Legislative panel OKs new child welfare plan
Wednesday, Nov. 29, 2000 | 11:01 a.m.
An interim legislative subcommittee has reaffirmed its support for a new child welfare system that transfers foster care and related services to Clark and Washoe counties, with the state handling those responsibilities in the rural counties.
The subcommittee, chaired by Assemblywoman Barbara Buckley, D-Las Vegas, will recommend that the 2001 Legislature approve the integrated system. The estimated additional costs would be $6.8 million for fiscal year 2002, and $12.6 million for 2003 and 2004.
If approved by the Legislature, the changeover would occur in phases, with Clark County assuming foster care cases by July 1, 2002.
The subcommittee, at its final hearing on the proposal Tuesday, stressed the importance of adequately funding the new system, providing mental health services for severely emotionally disturbed children and ensuring that state workers are treated fairly in the transfer to the counties.
The goal is to have the costs included in the governor's budget.
"If the sums are not in the governor's budget, we'll have a difficult -- if not impossible time -- to get this through (the Legislature)," Buckley said.
She added that Gov. Kenny Guinn "indicated he had an open mind" on the issue.
The subcommittee urged the counties and state to continue working on salary and benefit issues. The main concerns are pay rates, benefits and how longevity will be calculated.
"This is the stickiest wicket," Steve Shaw, administrator of the state Division of Child and Family Services, said of the pay and benefits issues.
Clark County's longevity benefits are significantly higher than the state's or Washoe County's. A worker must be in the system eight years before being eligible for the benefits. Some subcommittee members questioned how the longevity of a worker who has been in the state system for 10 or more years would be calculated in the transfer to the county. Those details have yet to be worked out, according to Kirby Burgess, director of Clark County's Department of Youth and Family Services.
Another issue, which also had been raised in previous subcommittee hearings, concerns licensing. The state has licensed social workers in the child welfare system. The county does not. Investigators with Child Protective Services are not licensed.
A woman representing social workers pointed out that as more workers are moved into the county system, there will be a need for social workers with specialized skills. She said the positions need to be licensed.
The new child welfare system would include money for increased foster care reimbursements and to adequately fund staff for lower caseload ratios. It also includes one-time costs for information technology (a unified computer system) and vacation and sick-time buy-outs.

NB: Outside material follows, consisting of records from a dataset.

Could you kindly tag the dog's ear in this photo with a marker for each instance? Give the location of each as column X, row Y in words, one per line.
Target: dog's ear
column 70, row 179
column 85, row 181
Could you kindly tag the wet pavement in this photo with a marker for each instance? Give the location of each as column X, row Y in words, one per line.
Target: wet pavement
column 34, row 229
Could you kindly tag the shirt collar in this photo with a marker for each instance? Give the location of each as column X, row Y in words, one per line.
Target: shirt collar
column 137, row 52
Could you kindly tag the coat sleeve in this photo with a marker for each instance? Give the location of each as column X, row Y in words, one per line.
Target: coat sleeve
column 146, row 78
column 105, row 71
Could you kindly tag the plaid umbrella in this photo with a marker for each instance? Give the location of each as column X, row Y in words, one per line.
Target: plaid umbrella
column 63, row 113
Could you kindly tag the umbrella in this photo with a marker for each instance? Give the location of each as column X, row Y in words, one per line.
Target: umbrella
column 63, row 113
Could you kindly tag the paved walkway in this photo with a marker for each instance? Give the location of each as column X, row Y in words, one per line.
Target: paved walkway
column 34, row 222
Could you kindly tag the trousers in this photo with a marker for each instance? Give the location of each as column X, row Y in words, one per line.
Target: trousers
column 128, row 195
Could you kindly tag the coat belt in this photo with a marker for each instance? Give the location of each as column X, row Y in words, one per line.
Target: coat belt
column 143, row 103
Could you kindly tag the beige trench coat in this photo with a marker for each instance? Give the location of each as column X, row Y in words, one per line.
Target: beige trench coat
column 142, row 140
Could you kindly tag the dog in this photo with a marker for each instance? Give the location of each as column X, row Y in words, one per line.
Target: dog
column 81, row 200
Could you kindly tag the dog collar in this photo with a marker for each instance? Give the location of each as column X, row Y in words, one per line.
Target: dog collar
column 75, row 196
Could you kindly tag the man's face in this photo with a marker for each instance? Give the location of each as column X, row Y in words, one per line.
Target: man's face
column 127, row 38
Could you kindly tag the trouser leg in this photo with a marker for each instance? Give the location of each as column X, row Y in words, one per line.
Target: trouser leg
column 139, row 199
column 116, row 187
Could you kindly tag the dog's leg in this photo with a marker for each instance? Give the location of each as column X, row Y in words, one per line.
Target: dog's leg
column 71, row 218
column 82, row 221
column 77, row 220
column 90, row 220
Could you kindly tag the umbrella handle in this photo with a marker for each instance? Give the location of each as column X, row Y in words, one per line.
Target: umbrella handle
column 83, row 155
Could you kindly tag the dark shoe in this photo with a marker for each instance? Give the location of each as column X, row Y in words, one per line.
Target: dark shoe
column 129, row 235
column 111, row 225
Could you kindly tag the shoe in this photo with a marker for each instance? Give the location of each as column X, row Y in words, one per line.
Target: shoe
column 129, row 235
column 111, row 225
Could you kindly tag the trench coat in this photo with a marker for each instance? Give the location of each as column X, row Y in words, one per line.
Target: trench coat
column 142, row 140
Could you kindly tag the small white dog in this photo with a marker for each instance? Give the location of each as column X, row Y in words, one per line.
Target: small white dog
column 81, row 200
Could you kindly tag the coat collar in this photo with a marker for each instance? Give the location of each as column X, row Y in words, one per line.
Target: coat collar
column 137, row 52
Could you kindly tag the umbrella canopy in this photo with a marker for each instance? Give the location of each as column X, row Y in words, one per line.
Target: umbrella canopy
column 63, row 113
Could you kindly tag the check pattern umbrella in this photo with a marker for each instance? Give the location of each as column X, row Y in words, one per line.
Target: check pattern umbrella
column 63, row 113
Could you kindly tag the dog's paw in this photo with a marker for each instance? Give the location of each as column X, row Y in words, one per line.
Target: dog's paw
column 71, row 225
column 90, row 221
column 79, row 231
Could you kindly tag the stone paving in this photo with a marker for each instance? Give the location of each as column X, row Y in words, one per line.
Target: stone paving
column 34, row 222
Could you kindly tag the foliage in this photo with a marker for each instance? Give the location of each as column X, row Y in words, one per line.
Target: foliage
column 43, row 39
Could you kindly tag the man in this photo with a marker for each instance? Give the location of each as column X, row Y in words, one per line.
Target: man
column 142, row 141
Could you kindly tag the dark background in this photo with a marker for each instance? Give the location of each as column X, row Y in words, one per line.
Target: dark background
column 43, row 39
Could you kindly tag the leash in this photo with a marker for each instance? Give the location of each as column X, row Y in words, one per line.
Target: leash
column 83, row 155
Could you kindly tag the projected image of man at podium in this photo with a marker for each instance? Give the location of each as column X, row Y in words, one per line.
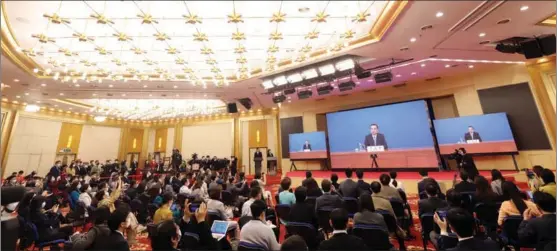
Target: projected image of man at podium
column 306, row 147
column 472, row 136
column 375, row 138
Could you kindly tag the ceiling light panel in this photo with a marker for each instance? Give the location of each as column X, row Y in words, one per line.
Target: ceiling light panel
column 191, row 39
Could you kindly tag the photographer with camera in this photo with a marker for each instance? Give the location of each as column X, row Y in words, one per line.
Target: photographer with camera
column 465, row 162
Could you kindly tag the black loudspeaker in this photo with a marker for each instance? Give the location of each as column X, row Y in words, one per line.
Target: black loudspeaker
column 246, row 102
column 531, row 48
column 231, row 108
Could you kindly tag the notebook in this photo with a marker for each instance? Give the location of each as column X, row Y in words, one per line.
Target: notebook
column 219, row 229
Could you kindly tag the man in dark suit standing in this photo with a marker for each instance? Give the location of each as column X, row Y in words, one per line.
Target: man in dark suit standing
column 348, row 188
column 472, row 135
column 117, row 225
column 307, row 146
column 327, row 200
column 256, row 155
column 462, row 223
column 375, row 138
column 341, row 240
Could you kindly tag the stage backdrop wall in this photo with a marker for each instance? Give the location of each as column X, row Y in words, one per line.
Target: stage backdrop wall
column 33, row 146
column 214, row 139
column 99, row 143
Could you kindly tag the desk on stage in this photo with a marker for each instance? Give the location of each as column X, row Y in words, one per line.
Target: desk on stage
column 505, row 146
column 396, row 158
column 320, row 156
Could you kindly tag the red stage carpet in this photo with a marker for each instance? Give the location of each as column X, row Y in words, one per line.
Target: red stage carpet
column 414, row 175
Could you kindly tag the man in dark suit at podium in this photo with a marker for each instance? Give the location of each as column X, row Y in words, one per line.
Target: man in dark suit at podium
column 258, row 157
column 472, row 135
column 375, row 138
column 307, row 146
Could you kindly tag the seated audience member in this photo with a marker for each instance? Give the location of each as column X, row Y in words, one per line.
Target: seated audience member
column 462, row 223
column 254, row 194
column 386, row 190
column 395, row 183
column 497, row 180
column 302, row 211
column 286, row 197
column 484, row 192
column 48, row 226
column 327, row 200
column 313, row 189
column 294, row 243
column 432, row 203
column 215, row 205
column 380, row 202
column 363, row 187
column 117, row 225
column 99, row 231
column 514, row 203
column 548, row 179
column 334, row 182
column 306, row 180
column 465, row 186
column 84, row 196
column 348, row 188
column 539, row 227
column 164, row 212
column 341, row 240
column 257, row 231
column 366, row 213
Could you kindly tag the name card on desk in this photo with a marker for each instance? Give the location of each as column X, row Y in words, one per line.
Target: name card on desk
column 472, row 141
column 375, row 149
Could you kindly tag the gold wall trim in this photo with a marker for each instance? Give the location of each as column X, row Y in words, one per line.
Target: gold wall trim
column 385, row 20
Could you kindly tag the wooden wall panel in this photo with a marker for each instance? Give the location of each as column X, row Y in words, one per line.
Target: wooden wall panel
column 70, row 136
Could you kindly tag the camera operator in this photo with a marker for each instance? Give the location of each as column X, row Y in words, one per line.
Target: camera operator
column 465, row 162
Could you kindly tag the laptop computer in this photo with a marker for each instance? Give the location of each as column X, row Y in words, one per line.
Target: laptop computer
column 219, row 228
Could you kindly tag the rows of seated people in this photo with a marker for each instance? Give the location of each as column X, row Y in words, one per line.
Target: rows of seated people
column 177, row 210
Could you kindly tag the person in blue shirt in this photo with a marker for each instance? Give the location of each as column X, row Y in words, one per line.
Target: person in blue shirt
column 286, row 197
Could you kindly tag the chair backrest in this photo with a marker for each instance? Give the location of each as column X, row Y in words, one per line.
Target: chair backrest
column 398, row 207
column 283, row 211
column 389, row 220
column 487, row 213
column 376, row 237
column 510, row 226
column 350, row 204
column 323, row 216
column 246, row 246
column 305, row 230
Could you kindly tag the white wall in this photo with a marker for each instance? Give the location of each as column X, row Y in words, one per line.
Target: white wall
column 33, row 146
column 99, row 143
column 169, row 141
column 208, row 139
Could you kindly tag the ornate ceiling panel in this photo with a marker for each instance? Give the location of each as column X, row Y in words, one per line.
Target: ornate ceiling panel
column 148, row 109
column 196, row 41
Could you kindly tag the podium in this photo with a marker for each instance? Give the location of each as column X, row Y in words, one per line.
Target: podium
column 257, row 161
column 272, row 165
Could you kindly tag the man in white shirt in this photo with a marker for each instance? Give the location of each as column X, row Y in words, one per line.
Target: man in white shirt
column 254, row 194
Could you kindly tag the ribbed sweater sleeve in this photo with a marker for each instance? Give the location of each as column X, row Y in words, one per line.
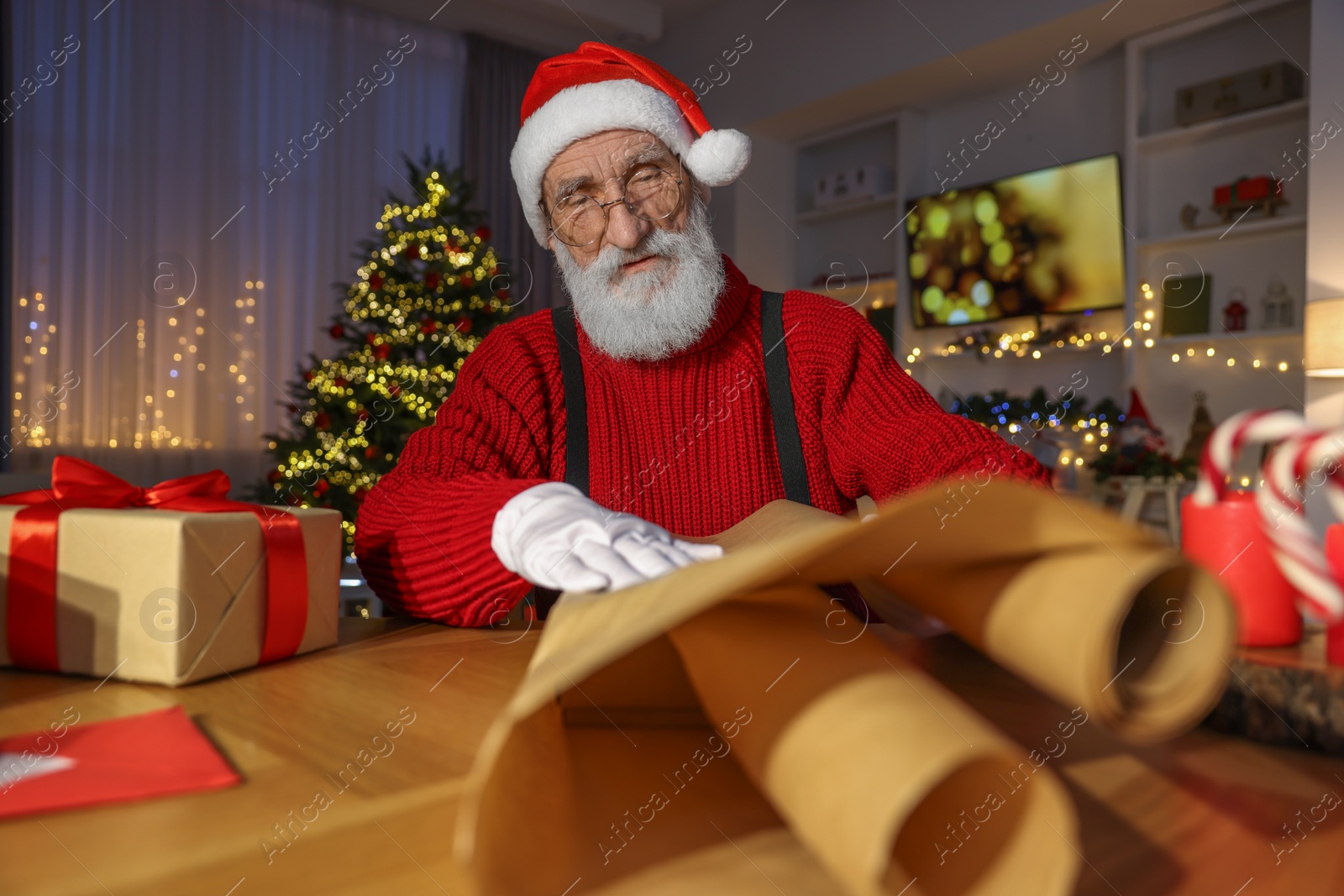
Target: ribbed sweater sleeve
column 884, row 432
column 423, row 532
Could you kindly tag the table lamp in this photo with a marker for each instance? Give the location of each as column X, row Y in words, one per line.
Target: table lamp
column 1324, row 338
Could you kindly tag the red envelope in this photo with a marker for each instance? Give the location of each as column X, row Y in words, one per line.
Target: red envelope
column 125, row 759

The federal government mandates an automated statewide computer system. Clark County said that it will operate two parallel systems in the beginning to comply with the requirement. The level of effort to maintain both systems, according to the county's own proposal, "is anticipated to be substantial."
On Tuesday, Clark County also outlined its vision for the new system, which would include five geographically based community centers to serve families and children.
At these centers, Child Protective Services investigators and permanency teams would join mental health clinicians, family preservation specialists, and eligibility and foster care licensing staff to ensure children remain safe and families stable.
Additional partnerships at these centers would offer domestic violence advocacy, parent mentoring programs and Court-Appointed Special Advocate (CASA) support. Community Resource Teams would be formed at all center sites to help coorindate services offered to multi-need children and their families.
All administrative and quality assurance functions; the CPS hotline; the Children's Advocacy Center, including the Sexual Abuse Investigative Team; foster care licensing approval and adoption subsidies would be housed at the Children's Center at the Department of Family and Youth Services' main campus.
Child Haven, which has a good reputation in the community for its care of abandoned, neglected and abused children, would no longer be the central shelter. Children entering the system would be placed more quickly in foster or relatives' homes.
Child Haven then could be used for more specialized programs such as caring for children with special medical needs, those who are severely emotionally disturbed or to house large sibling groups.
The goal of the new child welfare system is to reduce the time children spend in foster care limbo. The federal Adoption and Safe Families Act of 1997, and state legislation, Assembly Bill 58, placed new requirements for lessening time a child spends in foster care and initiating a permanency planning process from the first day a child enters the system.
Supporters of an integrated system in Nevada say it will save the state money in the long run by reducing costs of additional time in foster care, eliminating duplication of services and reducing multiple placements and staff time due to changes and transition of care.